The Maryland Medicaid telehealth landscape saw some expansion in late 2017. The growth may not go as far as stakeholders desire, but it is movement nonetheless.
In the early fall, the Maryland Medicaid program amended its telehealth regulations with two notable changes, both of which were adopted in September. The first added substance abuse services to the list of reimbursed services provided by distant site telehealth providers. COMAR 10.09.49.11. The second clarified the scope of coverage and reimbursement of asynchronous (store and forward) technology. Store and forward technology was not previously considered to meet the definition of telehealth and therefore was not covered or reimbursed as part of the Maryland Medical Assistance Program's telehealth benefit. COMAR 10.09.49.10. The amended regulations, however, carve dermatology, ophthalmology, and radiology services from the definition of store and forward technology. COMAR 10.09.49.02. In effect, these amendments allow program coverage and reimbursement for these specialty services when provided using store and forward technology, commonly referred to as tele-dermatology, tele-ophthalmology or tele-radiology, while maintaining the program's limitation on coverage and reimbursement for store and forward technology generally. See Telehealth Provider Manual 5 n.5 (Jan. 3, 2018). This expansion of coverage for a service commonly considered to fall within the category of telehealth is unique in that it was accomplished outside of the telehealth benefit. It will be interesting to see whether the silo treatment of store and forward technology will allow for continued expansion of its coverage and reimbursement as such services will not be subject to telehealth-related limitations.

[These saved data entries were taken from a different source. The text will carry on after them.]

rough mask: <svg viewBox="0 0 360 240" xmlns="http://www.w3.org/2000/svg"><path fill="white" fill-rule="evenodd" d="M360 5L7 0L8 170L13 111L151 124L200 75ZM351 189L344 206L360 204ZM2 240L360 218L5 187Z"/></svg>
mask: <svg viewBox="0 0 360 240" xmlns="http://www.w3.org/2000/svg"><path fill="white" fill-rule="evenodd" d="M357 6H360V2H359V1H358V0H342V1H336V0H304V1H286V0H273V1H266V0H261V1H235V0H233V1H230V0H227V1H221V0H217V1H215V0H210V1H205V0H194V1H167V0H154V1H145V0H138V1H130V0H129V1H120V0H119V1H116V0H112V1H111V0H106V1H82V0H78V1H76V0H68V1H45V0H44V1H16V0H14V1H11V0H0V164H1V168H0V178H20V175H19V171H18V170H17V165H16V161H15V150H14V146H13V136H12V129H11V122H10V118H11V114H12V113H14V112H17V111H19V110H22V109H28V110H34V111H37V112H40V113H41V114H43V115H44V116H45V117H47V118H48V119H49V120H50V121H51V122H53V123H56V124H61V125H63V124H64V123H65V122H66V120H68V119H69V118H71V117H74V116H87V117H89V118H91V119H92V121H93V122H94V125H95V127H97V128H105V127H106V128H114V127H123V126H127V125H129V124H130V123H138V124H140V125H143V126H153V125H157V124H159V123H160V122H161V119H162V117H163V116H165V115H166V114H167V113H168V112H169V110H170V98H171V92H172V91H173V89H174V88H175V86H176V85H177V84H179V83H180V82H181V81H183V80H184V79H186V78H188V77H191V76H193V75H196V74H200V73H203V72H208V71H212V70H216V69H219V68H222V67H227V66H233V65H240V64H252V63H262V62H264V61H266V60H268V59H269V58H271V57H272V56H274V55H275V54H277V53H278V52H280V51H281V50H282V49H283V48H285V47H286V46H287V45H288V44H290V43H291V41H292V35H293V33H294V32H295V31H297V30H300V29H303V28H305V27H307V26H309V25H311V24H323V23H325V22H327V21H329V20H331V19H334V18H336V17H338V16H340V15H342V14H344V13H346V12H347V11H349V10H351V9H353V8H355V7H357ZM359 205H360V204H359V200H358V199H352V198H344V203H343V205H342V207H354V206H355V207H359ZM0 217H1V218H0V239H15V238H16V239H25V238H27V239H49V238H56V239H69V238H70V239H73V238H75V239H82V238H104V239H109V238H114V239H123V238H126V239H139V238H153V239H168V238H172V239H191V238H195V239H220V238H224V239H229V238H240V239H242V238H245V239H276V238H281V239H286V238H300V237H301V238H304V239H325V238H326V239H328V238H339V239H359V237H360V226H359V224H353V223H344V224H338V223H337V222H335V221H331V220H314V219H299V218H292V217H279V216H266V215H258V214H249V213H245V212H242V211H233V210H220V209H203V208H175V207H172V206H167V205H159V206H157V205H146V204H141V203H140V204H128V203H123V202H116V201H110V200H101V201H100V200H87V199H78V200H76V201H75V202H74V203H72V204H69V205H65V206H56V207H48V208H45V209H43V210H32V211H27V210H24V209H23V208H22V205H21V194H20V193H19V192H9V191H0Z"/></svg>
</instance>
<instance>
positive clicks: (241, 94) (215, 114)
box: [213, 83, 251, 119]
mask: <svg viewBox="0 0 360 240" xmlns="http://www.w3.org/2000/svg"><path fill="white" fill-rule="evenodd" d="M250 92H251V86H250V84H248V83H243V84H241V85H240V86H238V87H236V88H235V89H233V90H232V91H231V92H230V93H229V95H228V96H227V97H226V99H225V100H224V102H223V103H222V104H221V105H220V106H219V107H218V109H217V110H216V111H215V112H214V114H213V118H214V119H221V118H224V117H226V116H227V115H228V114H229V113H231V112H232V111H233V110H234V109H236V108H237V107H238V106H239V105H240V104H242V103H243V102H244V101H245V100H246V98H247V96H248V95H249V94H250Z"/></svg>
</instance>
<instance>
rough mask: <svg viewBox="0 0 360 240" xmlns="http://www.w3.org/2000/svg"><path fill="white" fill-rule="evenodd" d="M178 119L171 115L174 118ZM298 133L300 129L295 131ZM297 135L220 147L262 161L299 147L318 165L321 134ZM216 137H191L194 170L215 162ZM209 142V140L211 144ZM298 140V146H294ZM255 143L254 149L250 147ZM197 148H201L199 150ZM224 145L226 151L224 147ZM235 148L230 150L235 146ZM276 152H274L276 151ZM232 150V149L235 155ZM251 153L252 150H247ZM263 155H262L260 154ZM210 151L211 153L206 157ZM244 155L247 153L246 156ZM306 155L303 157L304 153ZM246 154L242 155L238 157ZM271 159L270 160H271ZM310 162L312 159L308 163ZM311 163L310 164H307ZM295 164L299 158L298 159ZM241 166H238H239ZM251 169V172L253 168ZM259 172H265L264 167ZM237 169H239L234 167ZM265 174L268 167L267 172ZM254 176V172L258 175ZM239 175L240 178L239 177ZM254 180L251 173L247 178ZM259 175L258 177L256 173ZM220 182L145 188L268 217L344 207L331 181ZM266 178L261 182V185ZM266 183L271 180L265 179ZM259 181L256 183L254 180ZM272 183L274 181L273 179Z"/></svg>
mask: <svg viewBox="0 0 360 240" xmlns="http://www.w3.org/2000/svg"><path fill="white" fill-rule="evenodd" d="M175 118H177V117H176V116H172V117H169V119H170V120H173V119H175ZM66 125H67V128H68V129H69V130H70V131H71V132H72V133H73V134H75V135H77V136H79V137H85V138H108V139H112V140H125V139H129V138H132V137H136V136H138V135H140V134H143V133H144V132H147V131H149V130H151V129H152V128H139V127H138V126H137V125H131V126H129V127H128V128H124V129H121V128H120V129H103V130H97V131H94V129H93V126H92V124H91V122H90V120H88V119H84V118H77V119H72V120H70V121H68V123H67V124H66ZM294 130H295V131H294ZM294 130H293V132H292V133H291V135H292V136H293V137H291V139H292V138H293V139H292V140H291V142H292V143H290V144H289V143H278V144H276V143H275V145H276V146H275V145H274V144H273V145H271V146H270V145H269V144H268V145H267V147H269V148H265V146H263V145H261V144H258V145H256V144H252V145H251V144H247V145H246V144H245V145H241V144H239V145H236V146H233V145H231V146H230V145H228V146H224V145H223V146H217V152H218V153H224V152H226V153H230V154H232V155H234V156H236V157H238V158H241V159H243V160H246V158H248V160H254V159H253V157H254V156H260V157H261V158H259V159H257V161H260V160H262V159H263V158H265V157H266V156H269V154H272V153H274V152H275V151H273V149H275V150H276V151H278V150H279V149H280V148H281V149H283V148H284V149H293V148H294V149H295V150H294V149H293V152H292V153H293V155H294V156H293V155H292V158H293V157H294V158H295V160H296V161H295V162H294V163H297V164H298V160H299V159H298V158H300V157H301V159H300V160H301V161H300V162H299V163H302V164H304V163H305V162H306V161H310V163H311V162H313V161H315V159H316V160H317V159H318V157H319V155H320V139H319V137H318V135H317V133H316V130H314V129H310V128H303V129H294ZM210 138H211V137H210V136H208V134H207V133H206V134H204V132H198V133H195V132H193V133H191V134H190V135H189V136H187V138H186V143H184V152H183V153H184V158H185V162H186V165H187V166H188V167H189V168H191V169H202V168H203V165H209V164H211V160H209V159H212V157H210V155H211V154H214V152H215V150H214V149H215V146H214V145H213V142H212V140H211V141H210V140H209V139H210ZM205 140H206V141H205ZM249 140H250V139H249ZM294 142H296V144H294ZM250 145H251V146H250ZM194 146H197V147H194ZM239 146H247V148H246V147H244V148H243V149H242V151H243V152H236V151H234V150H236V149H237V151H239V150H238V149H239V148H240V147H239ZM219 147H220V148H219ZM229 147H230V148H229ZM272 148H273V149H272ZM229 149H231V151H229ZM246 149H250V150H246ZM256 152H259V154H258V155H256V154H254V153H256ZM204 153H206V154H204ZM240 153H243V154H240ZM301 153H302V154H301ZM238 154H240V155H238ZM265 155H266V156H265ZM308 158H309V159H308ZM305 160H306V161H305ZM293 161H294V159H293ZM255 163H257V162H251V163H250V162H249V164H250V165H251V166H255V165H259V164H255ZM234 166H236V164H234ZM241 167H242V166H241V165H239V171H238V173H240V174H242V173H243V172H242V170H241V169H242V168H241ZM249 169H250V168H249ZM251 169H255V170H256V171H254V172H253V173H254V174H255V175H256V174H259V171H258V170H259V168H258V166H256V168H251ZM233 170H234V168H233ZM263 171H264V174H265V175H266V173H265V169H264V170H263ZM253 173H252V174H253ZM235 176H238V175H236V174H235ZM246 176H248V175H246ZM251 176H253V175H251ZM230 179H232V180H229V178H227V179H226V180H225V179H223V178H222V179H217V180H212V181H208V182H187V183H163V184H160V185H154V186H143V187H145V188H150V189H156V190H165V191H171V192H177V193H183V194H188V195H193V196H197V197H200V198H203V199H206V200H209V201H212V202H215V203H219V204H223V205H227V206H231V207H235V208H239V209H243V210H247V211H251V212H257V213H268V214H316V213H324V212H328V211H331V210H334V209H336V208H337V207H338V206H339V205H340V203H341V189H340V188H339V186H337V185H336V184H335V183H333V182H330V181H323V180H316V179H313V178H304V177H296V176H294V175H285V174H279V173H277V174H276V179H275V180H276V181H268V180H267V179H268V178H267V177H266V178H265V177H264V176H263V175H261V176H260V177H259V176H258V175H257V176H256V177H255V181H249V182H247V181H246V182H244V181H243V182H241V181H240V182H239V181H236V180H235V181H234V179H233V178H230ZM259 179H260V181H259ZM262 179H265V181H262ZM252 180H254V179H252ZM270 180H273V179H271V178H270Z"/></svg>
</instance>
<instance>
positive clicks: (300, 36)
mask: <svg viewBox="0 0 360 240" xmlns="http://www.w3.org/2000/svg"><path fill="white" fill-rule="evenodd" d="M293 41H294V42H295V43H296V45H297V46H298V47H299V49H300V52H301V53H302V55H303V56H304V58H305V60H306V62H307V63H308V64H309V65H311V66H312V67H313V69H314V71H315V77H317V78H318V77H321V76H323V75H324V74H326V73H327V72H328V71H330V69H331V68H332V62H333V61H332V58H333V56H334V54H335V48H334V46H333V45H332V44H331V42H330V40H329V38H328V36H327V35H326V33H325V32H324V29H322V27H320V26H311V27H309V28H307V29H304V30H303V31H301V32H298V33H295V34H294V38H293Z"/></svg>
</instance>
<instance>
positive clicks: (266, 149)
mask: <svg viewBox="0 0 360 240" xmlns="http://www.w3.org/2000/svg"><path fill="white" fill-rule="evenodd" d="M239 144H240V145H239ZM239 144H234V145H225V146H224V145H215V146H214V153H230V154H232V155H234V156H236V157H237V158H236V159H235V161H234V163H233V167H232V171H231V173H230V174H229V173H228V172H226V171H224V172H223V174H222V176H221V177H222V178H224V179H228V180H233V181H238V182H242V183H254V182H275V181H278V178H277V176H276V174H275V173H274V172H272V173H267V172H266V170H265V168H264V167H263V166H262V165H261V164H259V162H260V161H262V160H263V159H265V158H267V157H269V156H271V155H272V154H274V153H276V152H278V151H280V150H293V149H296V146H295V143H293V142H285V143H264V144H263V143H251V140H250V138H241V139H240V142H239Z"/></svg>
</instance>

In December, the Medical Assistance Program adopted rules expanding its telehealth benefit to include coverage and reimbursement for remote patient monitoring (RPM). COMAR 10.09.96. The regulations allow for RPM of chronic obstructive pulmonary disease (COPD), congestive heart failures and diabetes, which does not come as much of a surprise as the benefits of and need for increased monitoring of these fragile patient populations have been advocated at the federal level as well as in proposed Medicare legislation. Providers eligible to perform RPM are limited to physicians, physician assistants, certified nurse practitioners or home health agencies when RPM is prescribed by a physician. Patients eligible to receive RPM must have one of the above-listed conditions and, within the prior 12 months, must have been admitted to the hospital twice, had two emergency department visits or had one hospital admission and one emergency department visit. As expected, the services must be medically necessary, which among other things means they are not being provided primarily for the patient's convenience. Though RPM is allowed for patients with chronic and presumably long-term conditions, patients may not receive more than two months of RPM per episode and no more than two episodes per year. The rules became effective on January 1, 2018.
Further expansion is on the horizon:
- The Maryland Medical Assistance program proposed regulations in December that would add Federally Qualified Health Centers as a distant site provider and physician assistants as both distant site providers and originating sites. Comments will be accepted through January 22, 2018.
- The Board of Physicians drafted regulations in December governing the practice of medicine using telehealth. Comments were accepted through December 22, 2017 and a Board meeting to discuss the regulations is scheduled for January 24, 2018. Per communications with the Board, once the regulations are finalized there may be another opportunity for stakeholder comment.
- The Board of Psychologists published proposed telepsychology regulations in the January 19th, register issuance. Comments will be accepted through February 20, 2018.
- It is our understanding that the Board of Social Work is working on teletherapy regulations.